1991 war das, im letzten Jahr, bevor Pirelli ausgestiegen ist. Pirelli stattete unter anderem Benetton-Ford aus, wo Schumacher nach seinem Debüt im Jordan für die letzten fünf Saisonrennen anheuerte.

Noch vor Schumachers Ankunft gewann Pirelli sein letztes Rennen beim Kanada-GP 1991. Benetton-Pilot Nelson Piquet sorgte für den 42. Sieg einer Karriere, die in den 50er Jahren ihre Höhepunkte hatte. Nino Farina, Alberto Ascari, Juan Manuel Fangio, sie alle wurden auf Pirelli-Reifen Weltmeister. Fangios Titel 1957 war aber auch der letzte für die Mailänder Reifenschmiede.

Neue Reifen: Es wird bunt und turbulent

Am Wochenende in Melbourne wird der nächste Sieg folgen, zum Saisonende in Sao Paulo der nächste WM-Titel - keine große Kunst als Alleinausrüster der Formel 1.

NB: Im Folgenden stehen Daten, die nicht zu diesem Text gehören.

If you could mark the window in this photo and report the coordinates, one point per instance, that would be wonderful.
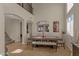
(70, 25)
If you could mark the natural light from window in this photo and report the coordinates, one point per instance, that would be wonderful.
(70, 21)
(69, 6)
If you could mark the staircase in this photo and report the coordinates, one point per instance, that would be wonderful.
(8, 40)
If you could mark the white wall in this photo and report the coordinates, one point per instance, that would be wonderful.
(49, 12)
(17, 10)
(12, 27)
(2, 36)
(69, 39)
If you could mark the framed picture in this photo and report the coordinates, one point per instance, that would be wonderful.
(56, 26)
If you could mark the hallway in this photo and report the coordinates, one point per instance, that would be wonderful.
(39, 51)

Trotzdem steht Pirelli vor einer großen Herausforderung, schließlich hatten die Italiener gerade mal ein halbes Jahr Zeit, um sechs verschiedene Reifentypen für den denkbar anspruchsvollsten Kunden der Welt aus dem Boden zu stampfen. Einmal Regen, einmal Intermediate, viermal Trocken. In bunten Farben werden die Pneus im kommenden Jahr leuchten.

Und sie werden die WM wesentlich mitentscheiden. Es gibt keinen Fahrer, der sich nicht über die schnell abbauenden Reifen beschwert, die aller Voraussicht nach für turbulente Rennen mit vielen Reifenwechseln sorgen werden.

Perfekter Boxenstopp entscheidet

Dabei ist es genau das, wofür Pirelli im Auftrag der Teams durch die Konstruktion der Reifen sorgen sollte. "Sie alle wollten es so, weil es ihnen mit den ständigen Einstopp-Rennen zu langweilig wurde", sagte Pirelli-Motorsportchef Paul Hembery am Rande der Testfahrten im SPOX-Interview. Zweistopp-Rennen sollen 2011 die Regel sein, es kann aber je nach Strecke auch gerne mal zu drei Stopps kommen.

Das Diffizile an den Pneus ist nicht nur, dass sie sich viel schneller abnutzen als die Bridgestone-Reifen, sie hinterlassen aufgrund ihrer speziellen Gummimischungen auch keinen Grip auf der Strecke. Der Gummiabrieb klebt nicht mehr auf dem Asphalt und macht die Ideallinie schneller. Er verteilt sich am Rand der Piste und sorgt dafür, dass sich der Grip von Freitag bis Sonntag nicht nennenswert ändert.

Eine völlig neue Erfahrung also für alle Fahrer und Teams. "Das ist eine ganz andere Herausforderung als bisher", sagt Mercedes-Motorsportchef Norbert Haug. "Es wird darauf ankommen, den perfekten Zeitpunkt zum Boxenstopp zu finden. Denn nur eine oder zwei Runden zu viel auf einem Reifensatz können erheblich an Zeit kosten."

Reifen verhalten aich ganz anders als früher

Dass das vor allem den Top-Teams nicht passt, ist nachvollziehbar. Je berechenbarer ein Rennen ist, desto besser ist es für sie. Aber einsame Fahrten an der Spitze mit nur einem Boxenstopp sind nicht das, was für Action sorgt. Und die will der Fan schließlich sehen.

Zwar wird sich der Verschleiß der Reifen deutlich erhöhen, aber die Anzahl der zur Verfügung stehenden Sätze bleibt gleich. Das heißt: Die Teams müssen sich ihre elf Sätze Trockenreifen sehr viel besser einteilen als früher.

50.000 Reifen in nur einer Saison

Denn einen Nachschlag wird es nicht geben. Den erlaubt weder das Reglement noch die Logistik, denn die ist ohnehin schon extrem aufwändig.

Pirelli wird im Laufe der Saison 50.000 Reifen produzieren, die vom Werk im türkischen Izmit aus um die Welt geschickt werden. 30.000 Reifen für die Nachwuchsserien GP2 und GP3 kommen noch dazu. Bei jedem Rennen sind 15 Trucks und 50 Mitarbeiter vor Ort, um die Teams zu unterstützen.

Der Pirelli-Zirkus zieht wieder mit der Formel 1 um die Welt. Nach fast 20 Jahren wird es wieder einen GP-Sieger auf Pirelli-Reifen geben. Nur wie der heißen wird, ist dank aller Unwägbarkeiten, die die italienischen Pneus mit sich bringen, ungewisser denn je.